Montez, montez, Madame, au trône de Syrie ;

Soyez de vos sujets redoutée et chérie ;

Que le ciel favorable accorde à vos désirs

Ce que vous connaissez d'honneurs et de plaisirs :

Mais de grâce, pour prix d'un souhait si sincère, [740]

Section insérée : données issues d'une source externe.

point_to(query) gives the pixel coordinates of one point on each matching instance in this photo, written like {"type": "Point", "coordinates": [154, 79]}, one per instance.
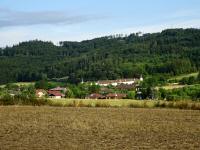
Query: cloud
{"type": "Point", "coordinates": [18, 18]}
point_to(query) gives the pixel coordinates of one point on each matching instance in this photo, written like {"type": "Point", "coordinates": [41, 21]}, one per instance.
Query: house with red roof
{"type": "Point", "coordinates": [55, 94]}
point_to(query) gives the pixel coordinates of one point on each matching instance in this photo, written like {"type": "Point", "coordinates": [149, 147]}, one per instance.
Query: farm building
{"type": "Point", "coordinates": [119, 82]}
{"type": "Point", "coordinates": [40, 93]}
{"type": "Point", "coordinates": [115, 96]}
{"type": "Point", "coordinates": [55, 94]}
{"type": "Point", "coordinates": [96, 96]}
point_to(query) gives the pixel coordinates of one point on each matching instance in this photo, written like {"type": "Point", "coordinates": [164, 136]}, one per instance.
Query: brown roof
{"type": "Point", "coordinates": [40, 90]}
{"type": "Point", "coordinates": [115, 81]}
{"type": "Point", "coordinates": [55, 93]}
{"type": "Point", "coordinates": [58, 89]}
{"type": "Point", "coordinates": [96, 96]}
{"type": "Point", "coordinates": [116, 95]}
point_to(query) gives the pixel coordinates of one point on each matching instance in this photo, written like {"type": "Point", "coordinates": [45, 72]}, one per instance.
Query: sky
{"type": "Point", "coordinates": [77, 20]}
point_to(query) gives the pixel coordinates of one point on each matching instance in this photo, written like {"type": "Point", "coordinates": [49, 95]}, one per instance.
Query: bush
{"type": "Point", "coordinates": [7, 100]}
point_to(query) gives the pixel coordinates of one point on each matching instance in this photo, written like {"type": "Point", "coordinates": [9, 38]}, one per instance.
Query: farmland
{"type": "Point", "coordinates": [98, 128]}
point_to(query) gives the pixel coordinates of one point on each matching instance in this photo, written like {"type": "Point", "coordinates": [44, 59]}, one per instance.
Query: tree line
{"type": "Point", "coordinates": [171, 52]}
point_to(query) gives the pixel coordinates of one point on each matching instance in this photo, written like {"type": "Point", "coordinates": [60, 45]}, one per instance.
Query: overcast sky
{"type": "Point", "coordinates": [76, 20]}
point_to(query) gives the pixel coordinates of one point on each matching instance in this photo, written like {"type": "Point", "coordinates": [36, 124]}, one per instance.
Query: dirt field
{"type": "Point", "coordinates": [98, 128]}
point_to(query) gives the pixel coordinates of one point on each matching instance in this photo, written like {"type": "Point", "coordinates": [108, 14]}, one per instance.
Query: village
{"type": "Point", "coordinates": [105, 89]}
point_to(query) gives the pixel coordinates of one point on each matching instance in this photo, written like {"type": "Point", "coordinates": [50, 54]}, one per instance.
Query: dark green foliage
{"type": "Point", "coordinates": [171, 52]}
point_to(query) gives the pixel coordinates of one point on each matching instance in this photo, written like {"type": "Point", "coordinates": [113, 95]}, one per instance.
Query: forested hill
{"type": "Point", "coordinates": [171, 52]}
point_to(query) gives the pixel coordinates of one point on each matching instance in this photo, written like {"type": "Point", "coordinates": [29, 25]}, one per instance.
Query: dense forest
{"type": "Point", "coordinates": [171, 52]}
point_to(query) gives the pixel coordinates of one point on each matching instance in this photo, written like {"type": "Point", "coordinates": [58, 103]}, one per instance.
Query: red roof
{"type": "Point", "coordinates": [96, 96]}
{"type": "Point", "coordinates": [58, 89]}
{"type": "Point", "coordinates": [120, 96]}
{"type": "Point", "coordinates": [55, 93]}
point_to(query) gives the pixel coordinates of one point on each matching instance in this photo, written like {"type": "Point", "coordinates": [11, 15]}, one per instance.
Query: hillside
{"type": "Point", "coordinates": [171, 52]}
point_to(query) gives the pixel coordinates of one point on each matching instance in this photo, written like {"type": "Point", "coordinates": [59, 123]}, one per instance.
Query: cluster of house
{"type": "Point", "coordinates": [122, 84]}
{"type": "Point", "coordinates": [119, 82]}
{"type": "Point", "coordinates": [56, 93]}
{"type": "Point", "coordinates": [108, 96]}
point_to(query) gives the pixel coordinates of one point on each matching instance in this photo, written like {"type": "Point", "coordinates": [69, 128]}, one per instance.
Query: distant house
{"type": "Point", "coordinates": [96, 96]}
{"type": "Point", "coordinates": [116, 96]}
{"type": "Point", "coordinates": [40, 93]}
{"type": "Point", "coordinates": [126, 87]}
{"type": "Point", "coordinates": [117, 82]}
{"type": "Point", "coordinates": [60, 89]}
{"type": "Point", "coordinates": [55, 94]}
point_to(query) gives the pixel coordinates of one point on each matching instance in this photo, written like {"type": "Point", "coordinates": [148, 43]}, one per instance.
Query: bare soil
{"type": "Point", "coordinates": [98, 128]}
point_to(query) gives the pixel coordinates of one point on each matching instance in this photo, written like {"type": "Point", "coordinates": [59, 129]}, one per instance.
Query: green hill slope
{"type": "Point", "coordinates": [171, 52]}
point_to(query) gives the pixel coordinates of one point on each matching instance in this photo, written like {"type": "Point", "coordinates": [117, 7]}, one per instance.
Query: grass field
{"type": "Point", "coordinates": [123, 103]}
{"type": "Point", "coordinates": [98, 128]}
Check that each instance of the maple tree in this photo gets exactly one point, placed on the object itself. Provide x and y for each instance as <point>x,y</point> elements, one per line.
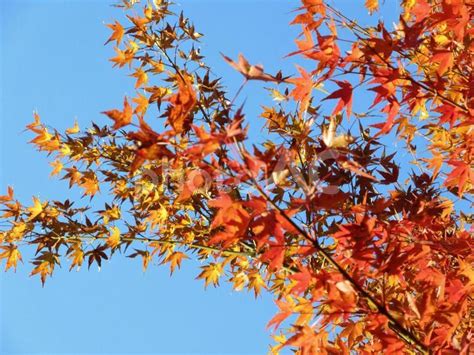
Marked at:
<point>361,255</point>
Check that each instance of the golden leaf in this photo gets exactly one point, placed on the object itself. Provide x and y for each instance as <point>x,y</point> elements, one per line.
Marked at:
<point>114,239</point>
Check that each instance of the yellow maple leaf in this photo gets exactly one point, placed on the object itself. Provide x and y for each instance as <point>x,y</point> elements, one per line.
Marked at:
<point>211,274</point>
<point>36,209</point>
<point>114,239</point>
<point>57,167</point>
<point>74,129</point>
<point>12,254</point>
<point>372,5</point>
<point>90,185</point>
<point>141,76</point>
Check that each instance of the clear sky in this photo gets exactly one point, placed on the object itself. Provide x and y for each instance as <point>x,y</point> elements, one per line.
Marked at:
<point>53,60</point>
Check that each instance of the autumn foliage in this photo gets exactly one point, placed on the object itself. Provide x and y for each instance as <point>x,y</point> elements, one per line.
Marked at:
<point>364,250</point>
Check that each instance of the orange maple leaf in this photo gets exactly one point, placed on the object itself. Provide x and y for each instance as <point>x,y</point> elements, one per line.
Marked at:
<point>121,118</point>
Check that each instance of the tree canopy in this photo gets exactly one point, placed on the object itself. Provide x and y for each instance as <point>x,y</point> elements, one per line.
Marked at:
<point>363,249</point>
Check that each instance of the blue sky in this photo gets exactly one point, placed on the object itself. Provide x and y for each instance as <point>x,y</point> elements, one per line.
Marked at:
<point>53,60</point>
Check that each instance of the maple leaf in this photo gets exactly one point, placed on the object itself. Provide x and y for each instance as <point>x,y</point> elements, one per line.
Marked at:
<point>9,196</point>
<point>73,130</point>
<point>117,34</point>
<point>211,274</point>
<point>286,310</point>
<point>141,76</point>
<point>372,5</point>
<point>250,72</point>
<point>123,57</point>
<point>445,61</point>
<point>113,241</point>
<point>303,88</point>
<point>57,167</point>
<point>121,118</point>
<point>344,94</point>
<point>36,209</point>
<point>182,105</point>
<point>461,176</point>
<point>76,254</point>
<point>90,184</point>
<point>175,259</point>
<point>12,254</point>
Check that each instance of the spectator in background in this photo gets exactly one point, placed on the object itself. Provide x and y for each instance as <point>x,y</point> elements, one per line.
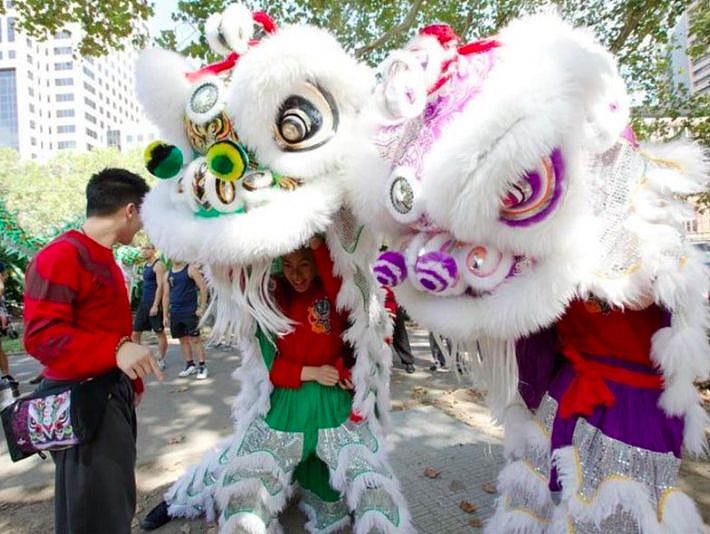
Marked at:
<point>180,304</point>
<point>400,338</point>
<point>78,325</point>
<point>149,315</point>
<point>4,331</point>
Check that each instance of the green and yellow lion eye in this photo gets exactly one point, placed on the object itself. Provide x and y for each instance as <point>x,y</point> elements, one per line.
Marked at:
<point>163,160</point>
<point>227,160</point>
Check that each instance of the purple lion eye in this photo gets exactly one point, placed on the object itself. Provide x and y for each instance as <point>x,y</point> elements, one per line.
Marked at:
<point>537,194</point>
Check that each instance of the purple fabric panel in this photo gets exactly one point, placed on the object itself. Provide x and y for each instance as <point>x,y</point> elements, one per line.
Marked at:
<point>537,359</point>
<point>635,419</point>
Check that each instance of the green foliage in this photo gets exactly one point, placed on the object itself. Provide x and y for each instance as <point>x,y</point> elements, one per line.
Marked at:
<point>45,196</point>
<point>106,25</point>
<point>636,31</point>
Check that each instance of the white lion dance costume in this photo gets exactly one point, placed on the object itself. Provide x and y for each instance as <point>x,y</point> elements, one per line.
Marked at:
<point>251,172</point>
<point>527,224</point>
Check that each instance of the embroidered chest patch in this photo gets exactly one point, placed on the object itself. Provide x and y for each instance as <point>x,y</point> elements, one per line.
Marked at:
<point>319,316</point>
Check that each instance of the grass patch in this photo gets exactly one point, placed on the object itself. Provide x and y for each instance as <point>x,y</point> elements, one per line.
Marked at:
<point>14,345</point>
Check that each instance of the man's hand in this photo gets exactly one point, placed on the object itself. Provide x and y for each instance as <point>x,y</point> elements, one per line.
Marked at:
<point>346,384</point>
<point>326,375</point>
<point>315,242</point>
<point>136,361</point>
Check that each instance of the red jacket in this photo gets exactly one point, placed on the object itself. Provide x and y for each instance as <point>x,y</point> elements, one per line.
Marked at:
<point>317,337</point>
<point>76,308</point>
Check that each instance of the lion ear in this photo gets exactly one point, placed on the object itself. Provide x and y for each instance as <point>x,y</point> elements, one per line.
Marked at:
<point>162,88</point>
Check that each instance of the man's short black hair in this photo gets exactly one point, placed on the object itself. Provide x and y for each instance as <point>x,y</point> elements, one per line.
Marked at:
<point>111,189</point>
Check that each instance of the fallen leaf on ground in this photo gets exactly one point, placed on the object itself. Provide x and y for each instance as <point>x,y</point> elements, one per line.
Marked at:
<point>430,472</point>
<point>490,487</point>
<point>467,507</point>
<point>457,485</point>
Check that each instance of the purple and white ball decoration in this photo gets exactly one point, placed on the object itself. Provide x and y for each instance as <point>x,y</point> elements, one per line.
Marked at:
<point>390,268</point>
<point>436,271</point>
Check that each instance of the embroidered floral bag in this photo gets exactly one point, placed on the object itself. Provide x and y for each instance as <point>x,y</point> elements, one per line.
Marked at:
<point>57,417</point>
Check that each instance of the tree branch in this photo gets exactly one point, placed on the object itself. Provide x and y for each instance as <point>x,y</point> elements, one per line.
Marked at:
<point>406,23</point>
<point>631,23</point>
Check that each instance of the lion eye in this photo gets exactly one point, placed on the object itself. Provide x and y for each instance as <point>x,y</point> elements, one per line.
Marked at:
<point>307,119</point>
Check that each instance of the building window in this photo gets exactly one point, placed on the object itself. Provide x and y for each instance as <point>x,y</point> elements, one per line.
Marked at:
<point>8,109</point>
<point>10,29</point>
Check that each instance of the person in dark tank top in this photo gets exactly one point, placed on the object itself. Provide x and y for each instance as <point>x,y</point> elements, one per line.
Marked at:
<point>149,315</point>
<point>184,302</point>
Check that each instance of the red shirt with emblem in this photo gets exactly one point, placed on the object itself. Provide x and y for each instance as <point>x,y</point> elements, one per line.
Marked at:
<point>316,339</point>
<point>76,308</point>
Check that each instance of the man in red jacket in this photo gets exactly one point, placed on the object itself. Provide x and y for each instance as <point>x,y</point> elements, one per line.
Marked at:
<point>78,325</point>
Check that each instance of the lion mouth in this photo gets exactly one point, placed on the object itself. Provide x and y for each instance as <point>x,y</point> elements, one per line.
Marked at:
<point>210,196</point>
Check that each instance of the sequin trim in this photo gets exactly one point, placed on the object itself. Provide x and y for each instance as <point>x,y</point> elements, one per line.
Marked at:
<point>268,480</point>
<point>601,458</point>
<point>323,514</point>
<point>285,447</point>
<point>621,521</point>
<point>378,500</point>
<point>247,503</point>
<point>348,229</point>
<point>333,440</point>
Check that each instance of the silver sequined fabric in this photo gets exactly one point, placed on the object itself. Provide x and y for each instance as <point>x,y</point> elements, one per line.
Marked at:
<point>621,522</point>
<point>379,500</point>
<point>617,173</point>
<point>285,447</point>
<point>333,440</point>
<point>268,480</point>
<point>326,514</point>
<point>348,229</point>
<point>602,457</point>
<point>247,503</point>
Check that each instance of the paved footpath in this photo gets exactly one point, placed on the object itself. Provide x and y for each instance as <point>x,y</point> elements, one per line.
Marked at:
<point>438,423</point>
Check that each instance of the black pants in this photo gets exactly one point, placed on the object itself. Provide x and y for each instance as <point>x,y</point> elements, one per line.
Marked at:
<point>400,339</point>
<point>94,483</point>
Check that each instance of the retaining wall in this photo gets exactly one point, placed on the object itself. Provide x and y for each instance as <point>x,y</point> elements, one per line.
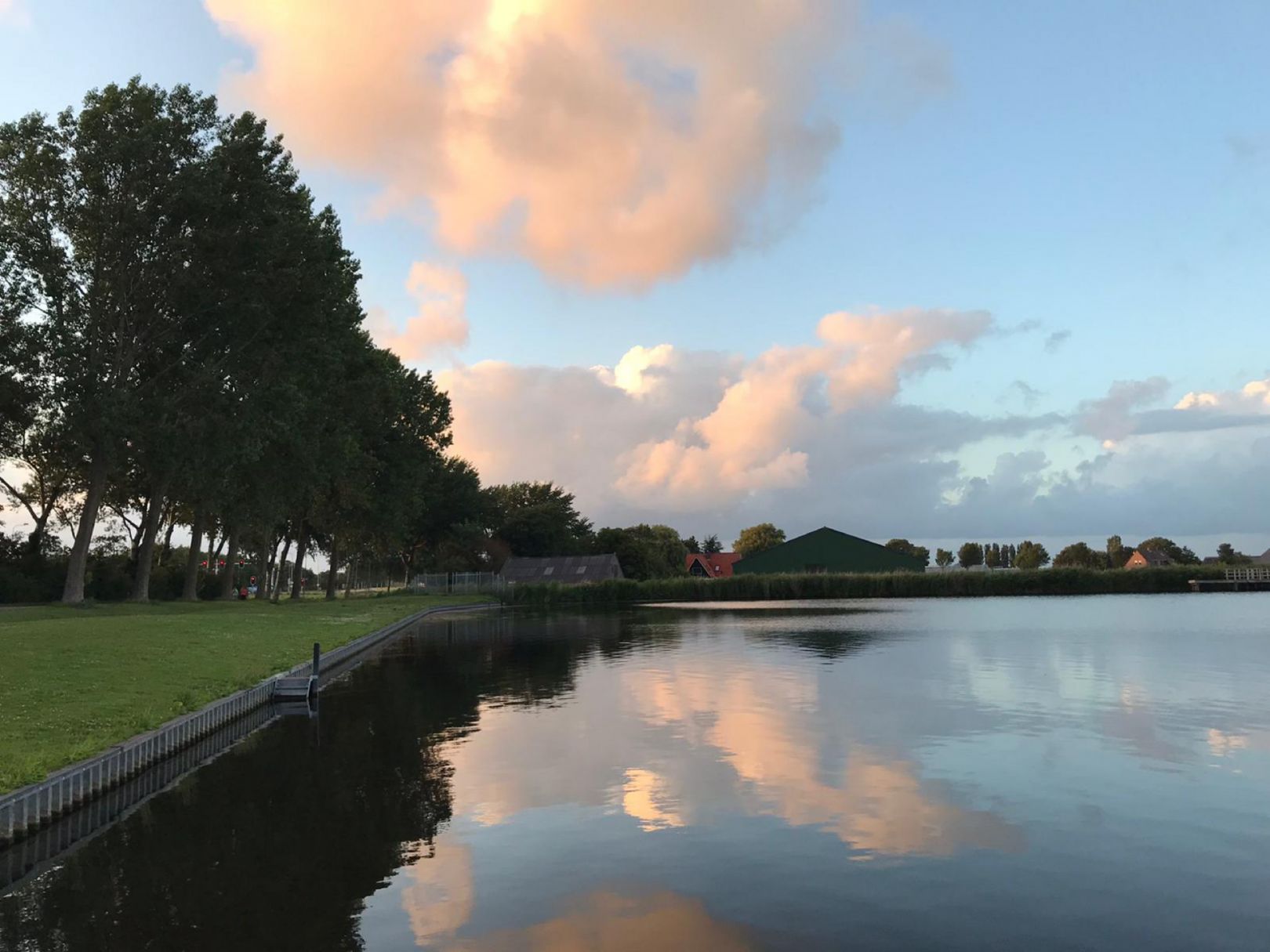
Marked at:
<point>28,809</point>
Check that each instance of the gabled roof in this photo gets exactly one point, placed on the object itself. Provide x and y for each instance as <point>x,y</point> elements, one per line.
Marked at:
<point>568,570</point>
<point>717,565</point>
<point>827,550</point>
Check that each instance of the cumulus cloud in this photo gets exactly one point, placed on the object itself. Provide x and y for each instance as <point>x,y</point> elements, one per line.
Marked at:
<point>667,432</point>
<point>13,13</point>
<point>1056,340</point>
<point>612,143</point>
<point>440,324</point>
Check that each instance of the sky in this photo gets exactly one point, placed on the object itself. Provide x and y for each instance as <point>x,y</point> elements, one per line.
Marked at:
<point>938,270</point>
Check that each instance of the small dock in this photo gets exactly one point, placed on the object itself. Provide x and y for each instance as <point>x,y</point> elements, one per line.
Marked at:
<point>1251,579</point>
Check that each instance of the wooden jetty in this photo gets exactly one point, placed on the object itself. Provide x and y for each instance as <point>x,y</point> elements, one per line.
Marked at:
<point>1243,579</point>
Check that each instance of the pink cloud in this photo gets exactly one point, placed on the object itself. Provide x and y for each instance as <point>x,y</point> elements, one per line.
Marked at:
<point>612,143</point>
<point>440,324</point>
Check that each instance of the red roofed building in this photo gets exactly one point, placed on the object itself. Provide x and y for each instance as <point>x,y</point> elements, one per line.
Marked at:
<point>713,565</point>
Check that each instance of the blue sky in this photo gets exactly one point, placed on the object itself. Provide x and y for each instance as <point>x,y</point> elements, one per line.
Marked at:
<point>1095,170</point>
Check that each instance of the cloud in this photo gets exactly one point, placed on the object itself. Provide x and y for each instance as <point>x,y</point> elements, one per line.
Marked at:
<point>440,324</point>
<point>668,433</point>
<point>612,143</point>
<point>13,13</point>
<point>1112,418</point>
<point>1056,340</point>
<point>1024,393</point>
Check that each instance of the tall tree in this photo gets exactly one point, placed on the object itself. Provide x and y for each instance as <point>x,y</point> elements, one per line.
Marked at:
<point>969,555</point>
<point>757,538</point>
<point>1030,555</point>
<point>538,519</point>
<point>903,545</point>
<point>644,551</point>
<point>94,213</point>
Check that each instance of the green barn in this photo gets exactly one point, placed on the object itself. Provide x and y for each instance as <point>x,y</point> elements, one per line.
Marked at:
<point>827,551</point>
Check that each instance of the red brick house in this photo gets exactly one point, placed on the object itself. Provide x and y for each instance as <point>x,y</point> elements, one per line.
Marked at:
<point>714,565</point>
<point>1147,559</point>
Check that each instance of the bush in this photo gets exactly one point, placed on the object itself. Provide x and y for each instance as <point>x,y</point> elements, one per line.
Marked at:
<point>753,588</point>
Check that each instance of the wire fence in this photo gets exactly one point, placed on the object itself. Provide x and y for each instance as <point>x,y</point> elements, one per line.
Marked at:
<point>456,583</point>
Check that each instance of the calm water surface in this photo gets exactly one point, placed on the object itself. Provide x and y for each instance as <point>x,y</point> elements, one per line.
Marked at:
<point>1036,773</point>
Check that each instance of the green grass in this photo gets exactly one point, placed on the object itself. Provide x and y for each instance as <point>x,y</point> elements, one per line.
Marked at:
<point>75,681</point>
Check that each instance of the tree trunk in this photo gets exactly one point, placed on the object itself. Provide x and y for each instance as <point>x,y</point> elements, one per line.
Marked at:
<point>149,534</point>
<point>227,592</point>
<point>333,571</point>
<point>262,570</point>
<point>36,540</point>
<point>165,552</point>
<point>282,564</point>
<point>73,592</point>
<point>297,577</point>
<point>190,592</point>
<point>147,507</point>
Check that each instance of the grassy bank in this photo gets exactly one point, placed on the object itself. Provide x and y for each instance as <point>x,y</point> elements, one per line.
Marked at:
<point>74,681</point>
<point>954,585</point>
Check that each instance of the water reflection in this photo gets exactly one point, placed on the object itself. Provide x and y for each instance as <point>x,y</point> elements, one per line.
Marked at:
<point>932,776</point>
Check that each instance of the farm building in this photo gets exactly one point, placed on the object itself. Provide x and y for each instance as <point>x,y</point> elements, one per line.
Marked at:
<point>568,570</point>
<point>1147,559</point>
<point>829,551</point>
<point>710,565</point>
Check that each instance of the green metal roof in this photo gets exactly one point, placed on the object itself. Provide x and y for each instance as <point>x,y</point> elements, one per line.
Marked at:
<point>829,551</point>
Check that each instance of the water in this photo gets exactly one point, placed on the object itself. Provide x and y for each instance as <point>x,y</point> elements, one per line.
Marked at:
<point>978,775</point>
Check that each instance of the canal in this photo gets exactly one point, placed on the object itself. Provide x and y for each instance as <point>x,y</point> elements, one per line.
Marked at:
<point>1059,773</point>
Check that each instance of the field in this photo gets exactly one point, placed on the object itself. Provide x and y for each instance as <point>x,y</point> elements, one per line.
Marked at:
<point>75,681</point>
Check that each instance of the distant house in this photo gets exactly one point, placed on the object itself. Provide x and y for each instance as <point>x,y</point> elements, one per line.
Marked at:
<point>710,565</point>
<point>568,570</point>
<point>1147,559</point>
<point>829,551</point>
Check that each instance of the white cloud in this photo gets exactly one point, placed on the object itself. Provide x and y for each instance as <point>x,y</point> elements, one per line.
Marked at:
<point>819,434</point>
<point>441,323</point>
<point>13,13</point>
<point>611,143</point>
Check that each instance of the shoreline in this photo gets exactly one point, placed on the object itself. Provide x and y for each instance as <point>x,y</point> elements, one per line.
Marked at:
<point>28,809</point>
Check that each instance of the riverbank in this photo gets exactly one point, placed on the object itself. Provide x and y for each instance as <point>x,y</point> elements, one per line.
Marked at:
<point>952,585</point>
<point>77,681</point>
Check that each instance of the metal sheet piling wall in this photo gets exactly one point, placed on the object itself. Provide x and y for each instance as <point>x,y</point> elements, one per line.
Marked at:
<point>24,811</point>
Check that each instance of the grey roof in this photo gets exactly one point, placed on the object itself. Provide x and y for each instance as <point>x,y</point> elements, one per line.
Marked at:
<point>568,570</point>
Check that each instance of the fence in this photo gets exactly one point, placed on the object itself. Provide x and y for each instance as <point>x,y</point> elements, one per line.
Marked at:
<point>1254,574</point>
<point>458,583</point>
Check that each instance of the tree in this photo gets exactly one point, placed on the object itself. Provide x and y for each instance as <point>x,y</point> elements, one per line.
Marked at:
<point>644,551</point>
<point>1079,555</point>
<point>96,216</point>
<point>903,545</point>
<point>538,519</point>
<point>1227,555</point>
<point>969,555</point>
<point>1179,554</point>
<point>1030,555</point>
<point>757,538</point>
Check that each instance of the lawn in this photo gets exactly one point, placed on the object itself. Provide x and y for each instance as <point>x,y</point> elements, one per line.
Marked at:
<point>75,681</point>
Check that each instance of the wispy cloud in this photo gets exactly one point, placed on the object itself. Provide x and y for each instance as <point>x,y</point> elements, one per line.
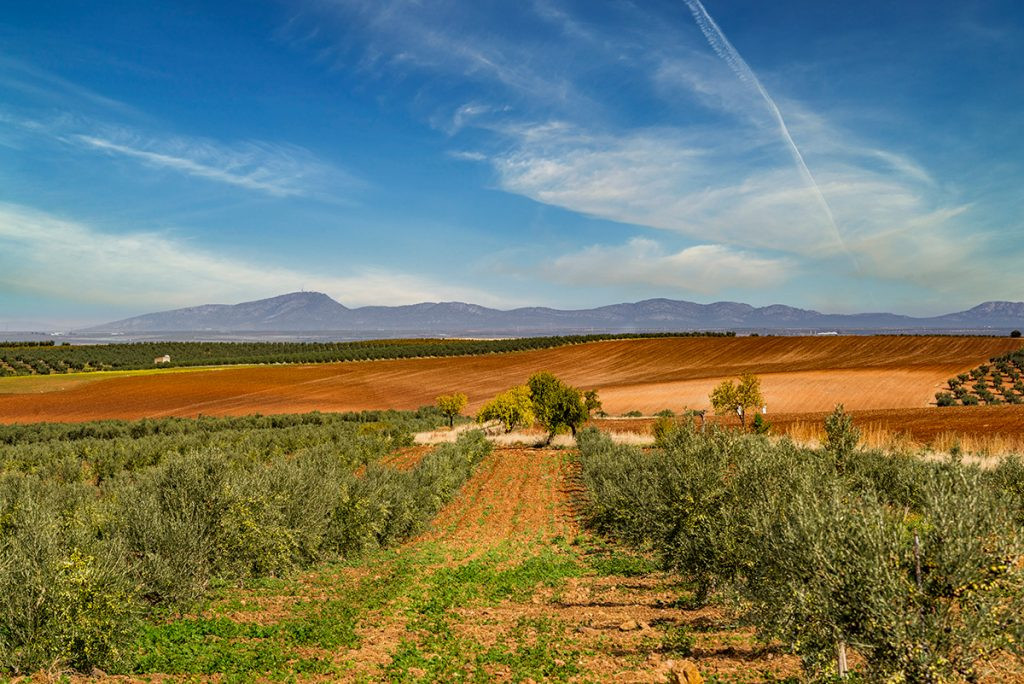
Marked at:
<point>273,169</point>
<point>724,49</point>
<point>55,90</point>
<point>702,269</point>
<point>51,256</point>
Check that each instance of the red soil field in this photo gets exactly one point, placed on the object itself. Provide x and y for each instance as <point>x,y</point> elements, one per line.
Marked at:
<point>799,375</point>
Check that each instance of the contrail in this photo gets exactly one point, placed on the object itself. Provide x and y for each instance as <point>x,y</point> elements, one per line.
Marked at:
<point>731,56</point>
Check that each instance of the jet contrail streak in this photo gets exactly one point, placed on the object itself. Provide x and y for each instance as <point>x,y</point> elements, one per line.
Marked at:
<point>731,56</point>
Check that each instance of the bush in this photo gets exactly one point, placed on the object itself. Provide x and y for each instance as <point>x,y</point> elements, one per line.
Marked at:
<point>81,561</point>
<point>841,435</point>
<point>760,425</point>
<point>823,554</point>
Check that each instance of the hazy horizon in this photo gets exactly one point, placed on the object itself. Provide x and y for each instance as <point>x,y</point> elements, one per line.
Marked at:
<point>838,158</point>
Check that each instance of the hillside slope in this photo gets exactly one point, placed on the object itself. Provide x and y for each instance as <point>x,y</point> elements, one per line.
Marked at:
<point>799,375</point>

Laissez-nous les liens, l'opprobre, la misère ;

Laissez-nous le trépas ; et charmez de ce bien,

Notre coeur expirant ne vous enviera rien.

Antigone

à part,

Ô courage héroïque ! Ô vertu que j'admire !

Salmonée

Madame vous pleurez, et votre coeur soupire ! [745]

Touché de mes douleurs devient-il moins cruel !

Voudriez-vous enfin me rendre Misaël ?

Antigone

Atteinte autant que vous de vos vives alarmes,

Je n'ai pu retenir mes soupirs et mes larmes,

Mais par votre douleur plus vous m'attendrissez, [750]

Dans mon dessein aussi plus vous m'affermissez.

Oui votre fils vivra, j'ose vous en répondre.

Salmonée

Plus vous m'en répondez, plus je me sens confondre.

Je ne puis donc vous vaincre, et vous vous obstinez

Dans ce projet fatal que vous entreprenez. [755]

Vous voulez éprouver jusqu'où mon fils vous aime,

Vous voulez dans son coeur triompher de Dieu même.